Restoration Of Corneal Endothelial Dysfunction By Transplanting Functional Corneal Endothelial Cells Derived From Human Induced Pluripotent Stem Cells

To develop a highly efficient method for induction of CECs from cord blood-originated iPSCs and investigate the efficacy and safety of transplantation of iPSC-derived CECs into a corneal endothelial dysfunction (CED) rabbit model.

in vitro and in vivo study

Cord blood-derived iPSC (generated in a clinical grade) was used to maintain and differentiate into CEC. For CEC differentiation, direct differentiation (iPSC-CEC; ACE2) or iPSC-neural crest cell (NCC)-CEC differentiation (ACE1) were performed. Single cell RNA-sequeuncing was performed using the 10X Genomics platform. A total of four different RNA libraries were prepared. Immunocytochemistry and Western blotting were performed. New Zealand white rabbits were used for iPSC-derived CEC transplantation. We injected iPSC-CECs (1×10⁶iPSC-CECs in 150 μl of PBS supplemented with 100 μM of Fasudil) into the anterior chamber and followed for up to 36 weeks.

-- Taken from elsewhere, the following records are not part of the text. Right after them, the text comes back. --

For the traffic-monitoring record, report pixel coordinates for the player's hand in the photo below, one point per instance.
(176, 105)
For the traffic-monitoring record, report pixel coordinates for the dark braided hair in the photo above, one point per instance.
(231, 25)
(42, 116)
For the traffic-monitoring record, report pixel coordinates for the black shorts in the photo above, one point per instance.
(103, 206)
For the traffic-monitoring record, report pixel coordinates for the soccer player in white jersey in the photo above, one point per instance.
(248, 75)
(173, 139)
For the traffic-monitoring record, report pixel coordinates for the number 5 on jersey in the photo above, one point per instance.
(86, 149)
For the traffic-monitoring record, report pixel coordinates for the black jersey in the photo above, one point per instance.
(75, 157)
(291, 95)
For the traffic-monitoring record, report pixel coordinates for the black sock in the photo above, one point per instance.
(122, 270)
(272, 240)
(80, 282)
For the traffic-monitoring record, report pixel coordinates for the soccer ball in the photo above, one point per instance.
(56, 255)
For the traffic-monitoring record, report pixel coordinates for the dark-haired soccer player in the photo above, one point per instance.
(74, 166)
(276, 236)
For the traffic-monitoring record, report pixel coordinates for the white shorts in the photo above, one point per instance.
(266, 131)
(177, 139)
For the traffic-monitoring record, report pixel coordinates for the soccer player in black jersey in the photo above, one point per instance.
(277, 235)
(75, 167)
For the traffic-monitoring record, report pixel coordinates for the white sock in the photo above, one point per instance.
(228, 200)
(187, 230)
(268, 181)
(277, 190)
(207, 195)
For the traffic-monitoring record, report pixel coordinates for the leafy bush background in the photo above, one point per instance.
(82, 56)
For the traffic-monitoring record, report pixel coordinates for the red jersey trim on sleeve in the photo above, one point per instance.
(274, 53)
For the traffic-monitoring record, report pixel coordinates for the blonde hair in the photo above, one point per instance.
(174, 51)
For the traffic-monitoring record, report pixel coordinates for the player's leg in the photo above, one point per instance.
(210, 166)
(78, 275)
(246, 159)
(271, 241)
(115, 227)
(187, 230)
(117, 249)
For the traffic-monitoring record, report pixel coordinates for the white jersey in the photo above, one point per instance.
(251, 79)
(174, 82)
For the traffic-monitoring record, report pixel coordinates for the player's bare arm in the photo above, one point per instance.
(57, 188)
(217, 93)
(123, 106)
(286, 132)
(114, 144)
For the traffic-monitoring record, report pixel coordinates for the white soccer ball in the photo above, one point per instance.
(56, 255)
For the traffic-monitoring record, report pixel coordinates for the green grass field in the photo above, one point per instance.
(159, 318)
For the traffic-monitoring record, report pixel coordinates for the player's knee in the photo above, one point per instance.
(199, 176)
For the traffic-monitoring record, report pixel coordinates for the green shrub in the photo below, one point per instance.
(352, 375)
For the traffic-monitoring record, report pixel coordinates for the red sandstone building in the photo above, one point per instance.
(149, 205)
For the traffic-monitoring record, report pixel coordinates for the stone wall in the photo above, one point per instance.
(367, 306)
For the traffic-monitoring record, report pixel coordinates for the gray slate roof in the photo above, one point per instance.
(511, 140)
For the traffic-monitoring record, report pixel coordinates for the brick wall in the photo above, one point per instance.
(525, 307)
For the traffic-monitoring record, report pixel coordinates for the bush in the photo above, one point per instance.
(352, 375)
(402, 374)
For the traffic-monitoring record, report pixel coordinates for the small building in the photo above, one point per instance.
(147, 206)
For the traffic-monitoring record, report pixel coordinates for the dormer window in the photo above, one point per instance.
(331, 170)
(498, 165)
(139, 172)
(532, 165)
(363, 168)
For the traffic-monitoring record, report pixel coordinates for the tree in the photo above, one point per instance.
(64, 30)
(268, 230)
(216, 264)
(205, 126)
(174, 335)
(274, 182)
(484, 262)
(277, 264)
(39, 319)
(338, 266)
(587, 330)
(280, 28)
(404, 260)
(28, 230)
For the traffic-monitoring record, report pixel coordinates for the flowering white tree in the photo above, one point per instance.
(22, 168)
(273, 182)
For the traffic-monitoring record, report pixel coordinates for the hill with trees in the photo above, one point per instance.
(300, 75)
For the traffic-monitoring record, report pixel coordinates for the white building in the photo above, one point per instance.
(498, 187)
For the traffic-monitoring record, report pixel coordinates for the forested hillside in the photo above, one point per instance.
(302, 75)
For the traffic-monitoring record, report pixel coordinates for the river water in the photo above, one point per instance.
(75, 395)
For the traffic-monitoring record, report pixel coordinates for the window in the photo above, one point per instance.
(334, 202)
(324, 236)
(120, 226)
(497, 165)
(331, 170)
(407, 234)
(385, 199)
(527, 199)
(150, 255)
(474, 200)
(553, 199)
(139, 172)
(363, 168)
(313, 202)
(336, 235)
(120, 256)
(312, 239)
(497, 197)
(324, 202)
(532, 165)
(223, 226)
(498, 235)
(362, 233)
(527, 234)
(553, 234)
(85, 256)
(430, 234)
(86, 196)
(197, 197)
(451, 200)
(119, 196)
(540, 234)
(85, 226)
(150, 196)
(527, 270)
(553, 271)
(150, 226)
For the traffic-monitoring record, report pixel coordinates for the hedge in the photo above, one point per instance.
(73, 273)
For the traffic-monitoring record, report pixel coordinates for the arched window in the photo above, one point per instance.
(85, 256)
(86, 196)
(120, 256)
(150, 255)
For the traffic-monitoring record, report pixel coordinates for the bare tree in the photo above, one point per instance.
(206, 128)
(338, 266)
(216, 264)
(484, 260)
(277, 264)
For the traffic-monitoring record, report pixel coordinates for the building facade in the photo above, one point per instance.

iPSC-derived CECs exhibited a well-preserved hexagonality and expressed a group of CEC-specific markers. Single cell sequencing data showed similar functionalities of iPSC-CEC as compared to primary human CEC in terms of ATP synthesis and metabolism, cell adhesion, migration, extracellular vesicles, developmental process, anatomical structure development, and serine/threonine kinase activity. Our in vivostudy demonstrated safety and therapeutic efficacy of iPSC-CEC on a CED rabbit model, as the transplanted group showed improved levels of corneal transparency. No immune rejections and inflammatory responses were detected in the host corneas.

Functional CECs were successfully induced from hiPSC using an improved protocol of differentiation. Noticeable recovery of corneal clarity of the CED model without responses of graft rejection indicates therapeutic capacity of iPSC-CEC as a powerful source of clinical therapy for patients with CED.